For the covering –
1 3/4 cups wheat/plain flour (maida),
1/4 cup fine rava (sooji),
Water as required,
1 tbsp Ghee or oil,
A pinch of salt.
For the stuffing –
2 cups of freshly grated coconut,
1 1/2 – 1 3/4 cup jaggery,
1/4 cup chopped dry fruits,
1 tsp ground elaichi (cardamom),
1 tbsp ghee.
Ghee or oil for deep frying.
Heat ghee in a pan and roast dry fruits for a minute. To that add coconut and jaggery and cook until jaggery melts. Cook on low-medium flame, stirring occasionally. Then add cardamom powder, mix and remove from flame.
To prepare the cover; combine all the ingredients and knead a dough similar to the chapati dough.
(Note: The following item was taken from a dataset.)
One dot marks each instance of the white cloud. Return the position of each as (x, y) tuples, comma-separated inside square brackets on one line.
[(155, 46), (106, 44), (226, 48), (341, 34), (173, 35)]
To prepare modaks; divide the dough into small lemon size balls. Divide the stuffing into equal portions. Roll each ball into a round of about 3″ diameter. Place one portion (around a spoonful) of stuffing in the center of it, give small folds by pinching at equal distance, to bring edges together. Seal the top. Prepare all the modaks in similar way. Heat oil/ghee in a kadhai for deep frying, on medium flame. When hot, drop few modaks at a time and fry them on medium flame until evenly brown and crisp. Serve hot.
Modaks should be fried as soon as they are prepared, else they will crack. If you have to prepare them in advance then cover them with a damp cloth.